ミラ「……チッ、アンタらだけで片付けられちゃたまらないよ」
そして、頭上の木の枝から音もなく飛び降りたミラが、たまらず逃げ出そうとしたゴブリンの背後に滑り込んだ。『暗殺者用の特注革鎧』は衣擦れの音すら立てず、新調された完璧な重心の投げナイフが、見張りのゴブリンの急所を的確に貫いた。
圧倒的だった。
以前なら10匹の群れでも、囲まれないように立ち回りながら多少の傷は覚悟しなければならなかった。しかし今は、個々の装備の暴力的な性能差が、戦術の安定感を劇的に引き上げている。
銀貨15枚の先行投資は、決して無駄ではなかった。俺たちは無傷のまま、瞬く間に10匹のゴブリンの野営地を制圧した。
サイドストーリー
後方では、フィオとザインがそれぞれの新しいアイテムの使い勝手を試していた。
フィオ「♪〜見て見て! 新しい弦の音色、すごく澄んでるでしょ! 小鬼たちもうっとりして動きが止まっちゃうよ!」
フィオがリュートをかき鳴らすと、確かにゴブリンたちの何匹かが、その美しい音色に気を取られて隙を見せていた。
ザイン「おお、なんと不浄な小鬼ども! しかし、ゴードン殿から巻き上げたこの高純度の聖水を、このような下等生物に使うのは不条理の極み……。
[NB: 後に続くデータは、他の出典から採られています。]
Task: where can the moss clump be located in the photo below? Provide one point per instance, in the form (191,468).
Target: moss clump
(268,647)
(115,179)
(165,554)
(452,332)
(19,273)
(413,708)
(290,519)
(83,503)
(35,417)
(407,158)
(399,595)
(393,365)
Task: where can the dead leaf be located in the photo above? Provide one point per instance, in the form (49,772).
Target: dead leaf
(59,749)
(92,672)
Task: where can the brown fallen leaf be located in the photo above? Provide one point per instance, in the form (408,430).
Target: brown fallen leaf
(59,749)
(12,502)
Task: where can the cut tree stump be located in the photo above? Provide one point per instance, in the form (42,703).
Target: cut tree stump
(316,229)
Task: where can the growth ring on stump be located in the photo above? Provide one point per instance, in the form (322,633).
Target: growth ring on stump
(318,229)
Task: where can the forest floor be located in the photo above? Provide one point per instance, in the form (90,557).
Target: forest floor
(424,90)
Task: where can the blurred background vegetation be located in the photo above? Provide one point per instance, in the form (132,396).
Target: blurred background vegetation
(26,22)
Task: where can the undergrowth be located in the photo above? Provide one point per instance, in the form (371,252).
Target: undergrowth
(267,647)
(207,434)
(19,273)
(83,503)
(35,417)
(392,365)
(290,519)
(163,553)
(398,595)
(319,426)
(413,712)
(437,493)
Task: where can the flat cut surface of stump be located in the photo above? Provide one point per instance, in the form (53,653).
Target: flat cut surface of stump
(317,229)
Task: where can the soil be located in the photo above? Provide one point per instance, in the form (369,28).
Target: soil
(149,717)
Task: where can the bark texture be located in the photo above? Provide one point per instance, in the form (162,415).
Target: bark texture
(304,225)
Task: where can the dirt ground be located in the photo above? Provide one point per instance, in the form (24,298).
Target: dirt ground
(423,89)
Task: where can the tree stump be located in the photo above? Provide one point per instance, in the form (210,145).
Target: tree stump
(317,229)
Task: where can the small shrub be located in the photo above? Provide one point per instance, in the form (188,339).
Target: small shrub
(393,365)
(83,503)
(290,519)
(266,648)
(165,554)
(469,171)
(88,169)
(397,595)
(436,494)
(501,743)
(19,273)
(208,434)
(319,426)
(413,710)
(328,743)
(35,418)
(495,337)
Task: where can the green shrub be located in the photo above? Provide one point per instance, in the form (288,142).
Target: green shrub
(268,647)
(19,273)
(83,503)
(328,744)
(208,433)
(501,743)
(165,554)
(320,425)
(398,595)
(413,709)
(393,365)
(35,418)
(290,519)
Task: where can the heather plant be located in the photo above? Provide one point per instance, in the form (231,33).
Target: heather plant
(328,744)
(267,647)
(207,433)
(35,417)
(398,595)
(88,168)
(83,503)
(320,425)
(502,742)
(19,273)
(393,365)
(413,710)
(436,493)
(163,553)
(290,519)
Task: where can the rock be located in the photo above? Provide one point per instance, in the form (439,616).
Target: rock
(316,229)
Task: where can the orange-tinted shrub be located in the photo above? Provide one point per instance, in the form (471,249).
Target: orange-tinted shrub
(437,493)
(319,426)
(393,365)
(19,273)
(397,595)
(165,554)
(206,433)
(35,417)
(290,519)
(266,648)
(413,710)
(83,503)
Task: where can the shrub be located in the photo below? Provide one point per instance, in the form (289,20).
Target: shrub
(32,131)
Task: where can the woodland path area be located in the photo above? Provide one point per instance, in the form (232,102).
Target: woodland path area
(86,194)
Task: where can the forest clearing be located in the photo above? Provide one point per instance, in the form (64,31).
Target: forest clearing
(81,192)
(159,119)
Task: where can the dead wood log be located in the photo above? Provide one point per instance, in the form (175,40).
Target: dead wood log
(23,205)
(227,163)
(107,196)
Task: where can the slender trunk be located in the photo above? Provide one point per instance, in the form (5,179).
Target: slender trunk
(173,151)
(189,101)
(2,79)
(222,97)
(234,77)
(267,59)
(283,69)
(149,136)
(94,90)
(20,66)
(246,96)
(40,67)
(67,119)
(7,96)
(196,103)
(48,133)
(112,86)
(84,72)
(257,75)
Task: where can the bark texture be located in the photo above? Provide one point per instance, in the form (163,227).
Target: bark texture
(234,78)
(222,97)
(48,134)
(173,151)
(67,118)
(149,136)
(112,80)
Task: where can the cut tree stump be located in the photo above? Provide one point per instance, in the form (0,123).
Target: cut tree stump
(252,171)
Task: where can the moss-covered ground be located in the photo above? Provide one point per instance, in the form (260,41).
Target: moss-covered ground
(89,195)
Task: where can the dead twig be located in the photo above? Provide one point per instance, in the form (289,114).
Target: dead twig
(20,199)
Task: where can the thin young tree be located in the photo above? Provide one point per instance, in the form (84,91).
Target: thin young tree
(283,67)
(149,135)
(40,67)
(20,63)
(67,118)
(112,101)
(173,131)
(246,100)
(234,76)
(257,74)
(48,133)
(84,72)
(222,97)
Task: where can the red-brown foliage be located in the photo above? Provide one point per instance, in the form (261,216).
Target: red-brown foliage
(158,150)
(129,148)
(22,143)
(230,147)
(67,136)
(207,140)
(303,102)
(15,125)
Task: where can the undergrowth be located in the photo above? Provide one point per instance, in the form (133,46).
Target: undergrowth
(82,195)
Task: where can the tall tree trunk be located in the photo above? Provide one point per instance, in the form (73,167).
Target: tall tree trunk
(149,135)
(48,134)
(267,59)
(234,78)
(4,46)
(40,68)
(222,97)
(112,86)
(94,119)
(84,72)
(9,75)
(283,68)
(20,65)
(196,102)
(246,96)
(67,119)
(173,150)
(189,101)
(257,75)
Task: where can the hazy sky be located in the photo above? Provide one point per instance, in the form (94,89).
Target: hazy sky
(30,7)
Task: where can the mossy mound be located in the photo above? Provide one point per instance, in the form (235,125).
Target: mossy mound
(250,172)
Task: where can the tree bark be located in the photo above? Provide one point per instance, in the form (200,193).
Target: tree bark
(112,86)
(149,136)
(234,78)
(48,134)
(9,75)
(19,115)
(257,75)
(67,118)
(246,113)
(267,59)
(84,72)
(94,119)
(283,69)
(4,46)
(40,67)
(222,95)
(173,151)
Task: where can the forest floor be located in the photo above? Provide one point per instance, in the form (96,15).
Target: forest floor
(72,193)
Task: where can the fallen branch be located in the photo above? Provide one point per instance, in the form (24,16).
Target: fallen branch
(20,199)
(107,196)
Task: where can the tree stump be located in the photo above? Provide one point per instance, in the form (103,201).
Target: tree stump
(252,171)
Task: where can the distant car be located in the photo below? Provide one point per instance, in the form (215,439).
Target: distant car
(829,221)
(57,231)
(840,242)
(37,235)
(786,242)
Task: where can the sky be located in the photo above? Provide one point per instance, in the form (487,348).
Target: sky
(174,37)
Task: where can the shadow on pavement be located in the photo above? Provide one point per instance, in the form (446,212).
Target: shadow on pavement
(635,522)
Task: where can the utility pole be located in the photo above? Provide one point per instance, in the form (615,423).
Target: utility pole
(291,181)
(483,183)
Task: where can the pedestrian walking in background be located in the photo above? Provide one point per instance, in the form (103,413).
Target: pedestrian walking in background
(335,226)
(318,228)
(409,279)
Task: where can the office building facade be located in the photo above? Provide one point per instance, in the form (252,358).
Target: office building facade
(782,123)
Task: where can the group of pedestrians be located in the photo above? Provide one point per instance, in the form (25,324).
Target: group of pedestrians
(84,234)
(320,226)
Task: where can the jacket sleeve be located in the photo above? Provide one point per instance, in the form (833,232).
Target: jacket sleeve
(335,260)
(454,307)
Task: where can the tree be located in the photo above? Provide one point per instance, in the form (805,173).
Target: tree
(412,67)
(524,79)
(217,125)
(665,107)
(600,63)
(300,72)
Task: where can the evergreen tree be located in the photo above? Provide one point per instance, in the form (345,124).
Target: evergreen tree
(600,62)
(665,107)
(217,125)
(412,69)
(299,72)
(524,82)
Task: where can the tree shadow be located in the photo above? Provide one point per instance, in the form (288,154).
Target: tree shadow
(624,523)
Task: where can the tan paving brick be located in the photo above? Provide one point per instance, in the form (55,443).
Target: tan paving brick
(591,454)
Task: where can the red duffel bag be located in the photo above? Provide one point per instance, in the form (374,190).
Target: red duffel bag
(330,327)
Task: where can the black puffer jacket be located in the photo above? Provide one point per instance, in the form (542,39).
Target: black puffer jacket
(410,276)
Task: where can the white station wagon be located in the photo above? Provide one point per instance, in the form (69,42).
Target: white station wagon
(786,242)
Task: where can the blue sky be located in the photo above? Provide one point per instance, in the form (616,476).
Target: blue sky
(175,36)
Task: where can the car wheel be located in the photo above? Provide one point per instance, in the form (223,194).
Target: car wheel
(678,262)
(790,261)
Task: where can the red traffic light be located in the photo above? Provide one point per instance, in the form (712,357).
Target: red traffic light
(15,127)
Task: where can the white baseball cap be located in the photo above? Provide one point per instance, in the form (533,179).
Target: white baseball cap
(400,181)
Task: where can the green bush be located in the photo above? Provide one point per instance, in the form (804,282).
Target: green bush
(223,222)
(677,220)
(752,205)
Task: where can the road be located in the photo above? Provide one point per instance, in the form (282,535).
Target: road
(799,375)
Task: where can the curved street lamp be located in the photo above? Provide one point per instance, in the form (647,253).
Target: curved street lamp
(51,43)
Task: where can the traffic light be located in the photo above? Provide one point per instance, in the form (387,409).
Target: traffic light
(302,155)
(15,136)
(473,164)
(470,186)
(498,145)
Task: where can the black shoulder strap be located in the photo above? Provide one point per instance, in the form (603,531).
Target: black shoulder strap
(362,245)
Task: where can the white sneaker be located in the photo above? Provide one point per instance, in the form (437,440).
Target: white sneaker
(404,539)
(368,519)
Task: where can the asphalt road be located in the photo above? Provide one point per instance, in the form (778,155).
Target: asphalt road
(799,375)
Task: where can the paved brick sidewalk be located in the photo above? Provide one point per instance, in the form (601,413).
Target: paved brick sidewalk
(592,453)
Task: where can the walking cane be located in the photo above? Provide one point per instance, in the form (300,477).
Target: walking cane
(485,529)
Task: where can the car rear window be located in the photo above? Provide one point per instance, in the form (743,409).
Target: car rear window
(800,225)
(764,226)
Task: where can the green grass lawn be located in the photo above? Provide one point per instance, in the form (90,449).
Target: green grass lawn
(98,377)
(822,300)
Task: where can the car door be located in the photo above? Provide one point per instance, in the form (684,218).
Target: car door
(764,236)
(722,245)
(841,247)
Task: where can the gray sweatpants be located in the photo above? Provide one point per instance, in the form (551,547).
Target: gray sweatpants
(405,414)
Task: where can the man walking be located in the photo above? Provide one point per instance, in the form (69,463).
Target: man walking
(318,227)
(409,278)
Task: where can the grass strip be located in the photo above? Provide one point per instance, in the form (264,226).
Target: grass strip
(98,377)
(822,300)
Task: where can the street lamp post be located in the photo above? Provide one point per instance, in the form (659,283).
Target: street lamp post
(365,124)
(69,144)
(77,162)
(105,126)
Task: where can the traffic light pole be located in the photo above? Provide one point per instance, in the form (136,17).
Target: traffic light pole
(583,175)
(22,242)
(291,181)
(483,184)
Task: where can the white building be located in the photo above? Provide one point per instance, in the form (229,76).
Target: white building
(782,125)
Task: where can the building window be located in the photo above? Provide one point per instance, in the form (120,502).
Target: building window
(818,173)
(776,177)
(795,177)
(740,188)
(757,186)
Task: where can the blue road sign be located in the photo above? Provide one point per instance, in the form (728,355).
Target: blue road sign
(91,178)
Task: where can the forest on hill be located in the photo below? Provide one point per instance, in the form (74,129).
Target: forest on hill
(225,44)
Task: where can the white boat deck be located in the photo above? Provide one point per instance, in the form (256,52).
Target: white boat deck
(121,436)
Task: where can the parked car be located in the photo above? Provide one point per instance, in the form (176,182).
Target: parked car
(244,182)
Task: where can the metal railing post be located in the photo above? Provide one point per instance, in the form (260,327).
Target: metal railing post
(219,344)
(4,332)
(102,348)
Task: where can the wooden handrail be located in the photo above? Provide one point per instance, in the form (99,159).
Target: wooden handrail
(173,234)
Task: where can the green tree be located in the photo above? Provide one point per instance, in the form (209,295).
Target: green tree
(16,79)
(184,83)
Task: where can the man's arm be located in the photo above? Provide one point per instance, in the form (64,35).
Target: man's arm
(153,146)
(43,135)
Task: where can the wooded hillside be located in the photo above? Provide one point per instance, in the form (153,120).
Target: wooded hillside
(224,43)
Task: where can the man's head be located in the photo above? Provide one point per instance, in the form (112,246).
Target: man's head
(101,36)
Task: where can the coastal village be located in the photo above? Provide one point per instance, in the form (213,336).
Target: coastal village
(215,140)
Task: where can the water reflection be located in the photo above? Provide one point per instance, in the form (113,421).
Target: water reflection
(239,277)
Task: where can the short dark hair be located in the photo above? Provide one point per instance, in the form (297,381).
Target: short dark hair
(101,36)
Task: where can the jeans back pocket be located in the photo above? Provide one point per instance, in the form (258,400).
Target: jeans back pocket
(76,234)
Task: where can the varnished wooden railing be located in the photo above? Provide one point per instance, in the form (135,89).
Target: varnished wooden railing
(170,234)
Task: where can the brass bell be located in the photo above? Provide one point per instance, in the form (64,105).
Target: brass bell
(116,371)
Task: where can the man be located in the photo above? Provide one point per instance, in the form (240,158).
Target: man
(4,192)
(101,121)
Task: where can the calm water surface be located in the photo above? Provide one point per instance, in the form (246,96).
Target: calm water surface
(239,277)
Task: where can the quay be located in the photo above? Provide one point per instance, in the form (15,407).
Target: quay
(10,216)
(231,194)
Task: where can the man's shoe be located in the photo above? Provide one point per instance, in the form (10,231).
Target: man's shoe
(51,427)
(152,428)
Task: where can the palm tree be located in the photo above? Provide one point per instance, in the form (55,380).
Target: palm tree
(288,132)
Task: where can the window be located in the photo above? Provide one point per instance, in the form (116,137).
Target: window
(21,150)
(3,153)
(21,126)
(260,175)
ええい、一滴だけです! 一滴だけ撒いてやりますから、その僅かな恩恵に感謝して逃げ散りなさい!」
ザインは渋々といった様子で聖水の瓶の蓋を開け、指先で弾くようにほんの僅かな水滴を飛ばした。それだけでもゴブリンたちは聖なる力に怯え、陣形を完全に崩していた。